Components of the space of immersions 2-manifold into $\mathbb R^3$

Question

Let $M$ be a $2$-sphere with $g$ handles. Consider the space of maps $M\to \mathbb R^3$, which are immersions [i.e. smooth maps with nondegenerate differential in each point $x\in M$], with compact-open topology. It is well-known that for $g=0$ this space is path-connected; and how about the same question when $g>0$? Is it an open question, or it's possible to find the article with the proof?

Answer 1

The space of immersions has $2^{2g}$ components.

Let's go back to the proof of the fact for $g=0$: Smale-Hirsch immersion theory.
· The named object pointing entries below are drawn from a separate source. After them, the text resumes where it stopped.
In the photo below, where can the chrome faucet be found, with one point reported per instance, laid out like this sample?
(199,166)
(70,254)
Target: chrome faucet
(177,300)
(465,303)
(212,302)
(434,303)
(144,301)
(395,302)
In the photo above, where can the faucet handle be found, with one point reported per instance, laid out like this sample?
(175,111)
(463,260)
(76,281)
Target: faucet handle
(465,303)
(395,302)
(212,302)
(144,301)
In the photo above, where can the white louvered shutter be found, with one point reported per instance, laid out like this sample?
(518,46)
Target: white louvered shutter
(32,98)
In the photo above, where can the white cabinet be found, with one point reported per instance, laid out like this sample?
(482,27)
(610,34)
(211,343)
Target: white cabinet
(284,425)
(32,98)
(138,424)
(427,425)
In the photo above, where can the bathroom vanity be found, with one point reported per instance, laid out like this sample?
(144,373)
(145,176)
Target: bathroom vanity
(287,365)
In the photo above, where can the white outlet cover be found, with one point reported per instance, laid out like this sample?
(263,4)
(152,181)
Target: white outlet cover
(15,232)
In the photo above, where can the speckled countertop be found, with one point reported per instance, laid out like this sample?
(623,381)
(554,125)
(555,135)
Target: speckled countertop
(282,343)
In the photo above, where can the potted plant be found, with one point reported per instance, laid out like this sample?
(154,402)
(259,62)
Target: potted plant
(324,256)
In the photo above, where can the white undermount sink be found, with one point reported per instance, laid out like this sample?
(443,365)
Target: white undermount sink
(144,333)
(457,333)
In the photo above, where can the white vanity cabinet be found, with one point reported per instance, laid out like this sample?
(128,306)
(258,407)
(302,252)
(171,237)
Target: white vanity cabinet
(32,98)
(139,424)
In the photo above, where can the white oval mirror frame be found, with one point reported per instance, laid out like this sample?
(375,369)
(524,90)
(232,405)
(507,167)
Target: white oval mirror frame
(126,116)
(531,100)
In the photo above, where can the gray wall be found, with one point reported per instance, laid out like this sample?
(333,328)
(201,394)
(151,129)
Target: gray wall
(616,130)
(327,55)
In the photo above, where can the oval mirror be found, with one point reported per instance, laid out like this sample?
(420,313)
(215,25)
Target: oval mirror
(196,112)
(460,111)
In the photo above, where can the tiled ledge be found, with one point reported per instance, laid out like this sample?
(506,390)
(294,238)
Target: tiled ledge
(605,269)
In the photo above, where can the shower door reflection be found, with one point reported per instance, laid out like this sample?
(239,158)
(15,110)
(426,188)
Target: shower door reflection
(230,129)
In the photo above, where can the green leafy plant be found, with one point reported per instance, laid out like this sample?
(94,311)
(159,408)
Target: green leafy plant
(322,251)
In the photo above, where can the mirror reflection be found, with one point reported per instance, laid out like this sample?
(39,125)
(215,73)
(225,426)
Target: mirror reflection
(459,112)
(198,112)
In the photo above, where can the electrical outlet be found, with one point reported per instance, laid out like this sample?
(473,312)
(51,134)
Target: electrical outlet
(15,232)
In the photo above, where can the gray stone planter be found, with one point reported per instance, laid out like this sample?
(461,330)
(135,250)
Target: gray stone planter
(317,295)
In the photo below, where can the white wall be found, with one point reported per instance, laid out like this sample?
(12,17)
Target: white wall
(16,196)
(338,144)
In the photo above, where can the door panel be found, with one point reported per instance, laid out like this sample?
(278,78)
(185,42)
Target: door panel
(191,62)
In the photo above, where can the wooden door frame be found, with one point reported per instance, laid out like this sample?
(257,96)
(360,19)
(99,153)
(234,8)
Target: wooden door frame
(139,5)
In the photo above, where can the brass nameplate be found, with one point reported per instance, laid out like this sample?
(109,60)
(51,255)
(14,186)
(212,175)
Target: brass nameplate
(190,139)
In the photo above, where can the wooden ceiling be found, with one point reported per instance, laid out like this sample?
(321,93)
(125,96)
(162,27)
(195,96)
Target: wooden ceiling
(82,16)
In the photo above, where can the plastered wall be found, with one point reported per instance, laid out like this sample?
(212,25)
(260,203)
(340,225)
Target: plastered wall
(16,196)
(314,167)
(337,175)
The form of the result I want is from here.

Theorem: The space of immersions $\Sigma_g \to \Bbb R^3$ is homotopy equivalent to the space of bundle injections $T\Sigma_g \to \bf{3}$, the trivial bundle of rank 3 over $\Sigma_g$.

Instead of re-writing the wheel, I'll take the answer there starting at the cited theorem and say what must be modified.

What the author there obtains is that that space of immersions is homotopy equivalent to $\text{Maps}_*(\Sigma_g,O(3)) \times SO(3)$. Nothing about that was special to $g=0$. (Note that because we're basepointed we may as well call the mapping space $\text{Maps}_*(\Sigma_g,SO(3))$.) The issue is in his identification of that mapping space, he realizes that for $g=0$ it's $\Omega^2 SO(3)$, which is easily identified. We can't quite do this.

1) There are many homotopy classes, depending on the choice of homomorphism $\pi_1(\Sigma_g) \to \pi_1(SO(3))$ we pick. There are $2^{2g}$ many of them. If we fix the induced map to be zero, passing to the double cover of $SO(3)$ shows that this map is null, so there are precisely that many homotopy classes.

Phrasing this in terms of geometry, by picking a single immersion into $\Bbb R^3$, we've chosen a framing of the stable tangent bundle $T\Sigma_g \oplus \bf 1$. Any other immersion's framing differs by a map $\Sigma_g \to SO(3)$, and this space has $2^{2g}$ components.

Note that Smale-Hirsch immersion theory is for $C^\infty$ things, and I bet you can get it down to $C^2$. I don't know about $C^0$, $C^1$. I bet it's disconnected then too.